No OpenAPI, no codegen. Launch the design subagent immediately.

  1. Create the artifact and read the
    design
    skill
  2. Launch the design subagent (async) immediately — no codegen step needed. Follow the
    design
    skill's presentation-heavy delegation rules:
    • Pass the main CSS/theme file,
      src/App.tsx
      , and
      package.json
      via
      relevantFiles
      .
    • Provide a vivid brand identity, the pages to build, and a design direction.
  3. Present the artifact when the subagent finishes.
  4. Call
    suggestDeploy()
    .

Important notes

  • The design subagent will be a bottleneck — it takes time to build the frontend so launch it as soon as codegen is complete
  • After the frontend build finishes, if this is part of a multi-artifact project, extract the design tokens from the generated
    src/index.css
    (colors, fonts, radius) and store them for use in subsequent artifacts (expo, slides, etc.).
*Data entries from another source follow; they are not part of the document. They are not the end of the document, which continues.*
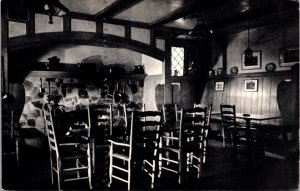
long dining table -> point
(248, 118)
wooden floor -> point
(223, 170)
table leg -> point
(248, 133)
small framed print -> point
(288, 56)
(219, 86)
(253, 62)
(250, 85)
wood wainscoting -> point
(262, 101)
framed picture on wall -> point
(219, 86)
(288, 56)
(250, 85)
(253, 62)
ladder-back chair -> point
(100, 120)
(142, 147)
(189, 143)
(70, 161)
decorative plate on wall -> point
(234, 70)
(270, 67)
(220, 71)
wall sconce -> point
(55, 8)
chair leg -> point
(59, 178)
(51, 169)
(17, 152)
(77, 166)
(223, 136)
(89, 167)
(93, 155)
(110, 166)
(129, 175)
(199, 166)
(204, 150)
(159, 164)
(180, 161)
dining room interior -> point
(148, 94)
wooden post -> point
(167, 73)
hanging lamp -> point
(248, 52)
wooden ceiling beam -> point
(181, 12)
(115, 8)
(189, 8)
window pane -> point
(177, 61)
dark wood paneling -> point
(264, 101)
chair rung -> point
(120, 157)
(76, 168)
(121, 179)
(195, 166)
(119, 168)
(74, 179)
(169, 160)
(150, 164)
(196, 158)
(168, 169)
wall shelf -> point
(82, 75)
(246, 75)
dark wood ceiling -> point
(179, 16)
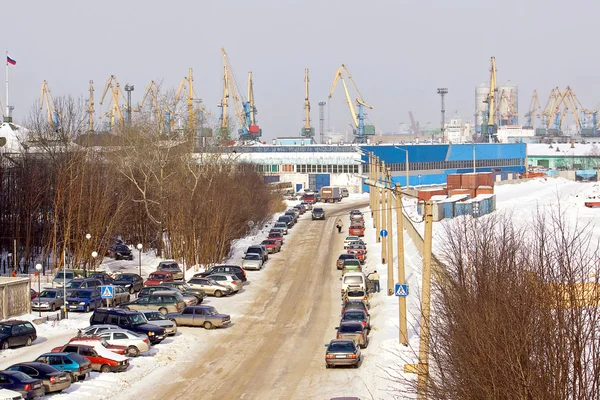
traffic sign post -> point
(401, 289)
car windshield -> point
(343, 347)
(80, 294)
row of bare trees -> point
(141, 185)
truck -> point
(331, 194)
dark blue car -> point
(84, 300)
(19, 382)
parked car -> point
(342, 352)
(159, 319)
(172, 267)
(63, 277)
(29, 387)
(120, 252)
(48, 300)
(135, 342)
(273, 246)
(131, 282)
(102, 359)
(357, 315)
(120, 296)
(353, 330)
(158, 277)
(340, 261)
(16, 333)
(186, 290)
(225, 269)
(227, 280)
(82, 283)
(53, 379)
(357, 230)
(84, 300)
(259, 249)
(73, 364)
(205, 316)
(210, 287)
(282, 226)
(102, 277)
(318, 213)
(131, 320)
(252, 261)
(164, 301)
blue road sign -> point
(401, 289)
(107, 292)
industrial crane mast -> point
(361, 130)
(46, 98)
(307, 130)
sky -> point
(398, 52)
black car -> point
(128, 319)
(16, 333)
(53, 379)
(226, 269)
(19, 382)
(120, 252)
(132, 282)
(318, 213)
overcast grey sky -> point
(398, 52)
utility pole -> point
(321, 120)
(389, 237)
(442, 92)
(403, 338)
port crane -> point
(245, 109)
(307, 130)
(361, 131)
(47, 99)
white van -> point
(354, 279)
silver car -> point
(157, 318)
(252, 261)
(227, 280)
(48, 300)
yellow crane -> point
(361, 130)
(47, 99)
(307, 130)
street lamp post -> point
(140, 247)
(38, 268)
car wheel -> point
(133, 351)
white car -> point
(227, 280)
(135, 342)
(157, 318)
(350, 239)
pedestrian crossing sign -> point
(401, 290)
(107, 292)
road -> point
(270, 349)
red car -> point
(276, 236)
(356, 230)
(158, 277)
(272, 245)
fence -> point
(15, 296)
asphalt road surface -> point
(270, 349)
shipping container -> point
(469, 181)
(453, 181)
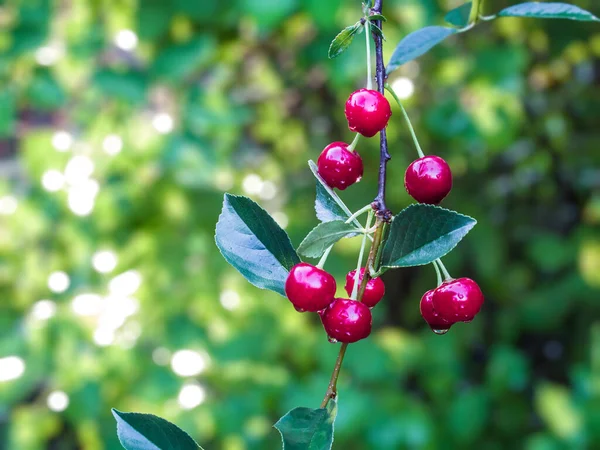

This ensures all artifacts share the same visual identity. See
    multi-artifact-creation.md
    "Visual Consistency" section.
  • Do not read unnecessary files. When building this artifact, you are not building the frontend so reading the generated react hooks is a waste of time and context
  • After presenting the artifact, call
    suggestDeploy()
    so the user knows their app is ready to publish
  • Follow the service access and routing rules from the
    pnpm-workspace
    skill.
  • If the app is being transitioned from a mockup the user made using the canvas, use what the user created to build the react-vite application directly
  • WebSocket proxy path: If the app uses WebSockets, the WS path (e.g.
    /ws
    ) must be listed in
    artifact.toml
    's
    paths
    array alongside the REST API path. The proxy only forwards explicitly listed paths — unlisted WS paths are silently dropped and the server never sees the connection.
  • After each OpenAPI spec change, re-run codegen before using the updated types.

SEO

There is a full SEO implementation guide in

references/seo.md
. Read it when building or optimizing pages for search engine visibility. At minimum, ensure every page has a unique title tag, meta description, and Open Graph tags.